ANALYSES

La crise financière : entre la faiblesse des politiques et les forces du marché

Tribune
21 novembre 2011
Au-delà des signes des marchés financiers, l’analyse de la crise doit prendre en compte : (1) ses origines lointaines liées aux dérèglementations à outrance, à la disjonction entre la finance et l’économie productive. L’imprudence des banques puis l’impudence de leurs profits et de la rémunération des traders a aujourd’hui décrédibilisé la majorité des grandes banques. La réponse à la crise de 2008 a accéléré dans les pays de l’OCDE une explosion de la dette publique ; (2) la mondialisation du capitalisme productif et financier et la disjonction entre les pouvoirs économiques largement mondialisés et les pouvoirs politiques largement nationaux et caractérisés par des conflits d’intérêts de puissance ; (3) le déplacement des centres de gravité vers les pays émergents plutôt bénéficiaires de cette crise et pouvant, moyennant contreparties, apparaître comme des sauveurs. L’histoire du monde est en train de s’écrire non plus par le seul Occident, et le découplage relatif Nord/Sud s’accompagne d’un couple Sud/Sud.

La crise actuelle de 2008-2011 s’insère dans la mondialisation mais touche les Etats-Unis et l’Europe. Elle est systémique, avec effets de dominos, globale avec interdépendance asymétriques entre économies nationales et pluridimensionnelle (monétaire, financière, économique, sociale, et environnementale).

Quelles pistes permettraient de redonner force au politique ?
Face à ce risque de tsunami, les politiques devraient différencier clairement les temporalités. L’urgence est évidemment que les effets domino d’une crise systémique soient enrayés par des mesures politiques crédibles. Mais la question de la dette comme celle de la gestion des retraites ou des flux scolaires suppose un contrat intergénérationnel.
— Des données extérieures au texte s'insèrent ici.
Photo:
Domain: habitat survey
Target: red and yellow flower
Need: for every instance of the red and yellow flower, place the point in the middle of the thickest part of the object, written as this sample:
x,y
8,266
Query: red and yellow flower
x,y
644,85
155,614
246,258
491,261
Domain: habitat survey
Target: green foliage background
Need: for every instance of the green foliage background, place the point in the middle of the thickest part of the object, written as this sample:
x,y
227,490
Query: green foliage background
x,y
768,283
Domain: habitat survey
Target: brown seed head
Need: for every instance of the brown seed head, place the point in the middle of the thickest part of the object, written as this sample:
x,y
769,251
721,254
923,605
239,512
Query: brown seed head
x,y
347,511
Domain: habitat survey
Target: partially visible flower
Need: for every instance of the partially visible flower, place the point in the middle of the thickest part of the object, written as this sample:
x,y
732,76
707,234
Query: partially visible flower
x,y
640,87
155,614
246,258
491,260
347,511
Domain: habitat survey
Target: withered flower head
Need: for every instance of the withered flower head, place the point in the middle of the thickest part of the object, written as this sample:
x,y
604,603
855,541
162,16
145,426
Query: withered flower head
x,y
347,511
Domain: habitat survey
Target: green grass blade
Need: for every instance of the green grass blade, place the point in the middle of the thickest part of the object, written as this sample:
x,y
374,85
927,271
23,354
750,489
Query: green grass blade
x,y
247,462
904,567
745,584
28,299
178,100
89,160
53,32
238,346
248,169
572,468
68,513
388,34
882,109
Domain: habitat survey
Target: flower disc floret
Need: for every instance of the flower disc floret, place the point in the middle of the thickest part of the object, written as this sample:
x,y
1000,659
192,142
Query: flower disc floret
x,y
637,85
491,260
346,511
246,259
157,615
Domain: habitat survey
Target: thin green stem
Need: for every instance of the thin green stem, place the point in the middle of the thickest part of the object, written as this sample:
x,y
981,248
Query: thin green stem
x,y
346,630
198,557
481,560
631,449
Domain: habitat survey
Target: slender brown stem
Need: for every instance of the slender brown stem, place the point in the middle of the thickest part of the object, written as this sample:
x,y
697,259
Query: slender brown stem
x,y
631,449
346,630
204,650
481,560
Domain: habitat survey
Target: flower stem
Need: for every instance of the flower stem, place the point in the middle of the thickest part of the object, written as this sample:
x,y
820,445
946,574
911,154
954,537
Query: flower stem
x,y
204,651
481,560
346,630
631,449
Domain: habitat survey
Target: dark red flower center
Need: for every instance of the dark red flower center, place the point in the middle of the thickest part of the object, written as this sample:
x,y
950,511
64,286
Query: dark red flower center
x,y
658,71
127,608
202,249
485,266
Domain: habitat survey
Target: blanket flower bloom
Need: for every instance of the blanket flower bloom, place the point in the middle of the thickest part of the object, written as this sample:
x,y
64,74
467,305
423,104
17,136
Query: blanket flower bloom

La réponse pour les pays de l’OCDE, et notamment la France, n’est pas la démondialisation illusoire et très coûteuse ; 1/4 des travailleurs français travaillent pour l’exportation, les économies européennes sont fortement intégrées économiquement et les territoires nationaux sont insérés dans des chaînes de valeur mondiales. Mais elle est la régulation du capitalisme financier, la fiscalisation mondiale des firmes mondialisées, les taxations à taux faibles sur les transactions financières et la protection de certains secteurs et territoires menacés. Il s’agit de se repositionner dans les chaînes de valeur mondiale, non dans une attitude de repli mais de compétition/coopération avec les nouveaux partenaires.

La question n’est pas la sortie de l’euro qui serait suicidaire économiquement et financièrement et difficile d’un point de vue technique et juridique. Elle est dans la mise en place d’un pacte européen de sauvetage et de solidarité, expliqué aux opinions publiques et crédible auprès des marchés pour à la fois maintenir la demande globale évitant la récession, et restaurer la confiance. Elle suppose des contreparties pour les pays « vertueux ». L’avancée du Fonds européen de stabilité financière n’est pas à la hauteur des défis financiers. L’Europe, perçue comme lointaine, technocratique, ne fait plus rêver. Elle doit relancer des projets dans la recherche, les énergies nouvelles, la culture notamment, en lançant un grand emprunt. Un fédéralisme budgétaire européen fondé sur une base démocratique en phase avec la politique de la BCE doit être l’objectif à terme. La question n’est pas la décroissance, source de chômage généralisé, mais des valeurs ajoutées fondées sur des activités innovantes, réductrices des inégalités, créatrices d’emplois et respectueuses de l’environnement. Le secteur non marchand peut également jouer un rôle croissant. La taxe carbone appliquée également aux produits nationaux et étrangers apporterait un double dividende fiscal et environnemental sans créer de distorsions au niveau international.
La question fondamentale demeure plus que jamais la réduction des inégalités infra nationale et internationale ainsi que la refondation d’un pacte républicain créant du lien à différentes échelles et qui s’oppose au nationalisme prônant le rejet de l’autre. Les projets mobilisateurs doivent s’attaquer aux peurs et au pessimisme face à l’avenir. La hiérarchie préconisée par les grands économistes (y compris Keynes) est celle des valeurs, de la politique et enfin de l’économie. Plus de morale chez les gouvernants coïncidera aussi avec plus de moral pour les gouvernés.

*Philipe Hugon est co-auteur de Les nouvelles régulations de l’économie mondiale avec Ch. A Michalet, Paris, Karthala 2005.